2.1.    High level Petri nets
   A high-level petri net (HLPN for short) [6] can be defined in several ways. In our work, we adopt
the definition proposed in [7].
    Definition 1 [7]: a HLPN as a directed bipartite graph H= (P, T, A, D, Type, M0), where:

⚫    P and T are non-empty finite sets of elements called places and transitions, respectively, such that
     P ∩ T = ∅;
⚫    A⊆ (P×T) ∪ (T×P) is the set of arcs connecting places to transitions, and transitions to places;
⚫    D is a non-empty finite set of non-empty domains where each element of D is called type;
⚫     Type: P ∪ T → D is a function used to assign types to places and transitions;
⚫     M0 ∈ μPLACE is a multiset called initial marking of H, where μPLACE is the set of multisets over
     the set PLACE = {(p,g) : p ∈ P, g ∈ Type(p)}.

     In a HLPN, places are typed (see Figure 1), in order to define the collection of tokens that can be
hold in each place. The collection of all the tokens associated to all the places represent the net marking.

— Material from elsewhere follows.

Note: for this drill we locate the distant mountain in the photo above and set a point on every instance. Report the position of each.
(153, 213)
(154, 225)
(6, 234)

In addition, arcs can be associated with expressions, that contain constants, variables, or function
images (e.g x, y, f(x)). To evaluate an arc expression, values are assigned to its variables, the resulting
items must be inscribed in the type of the arc’s place. Finally, Boolean expressions are associated to
transitions and are called guards (e.g x > y). These features make it possible to model several data and
information about the system and its different variables, so it is possible to measure the qualities of the
modeled system.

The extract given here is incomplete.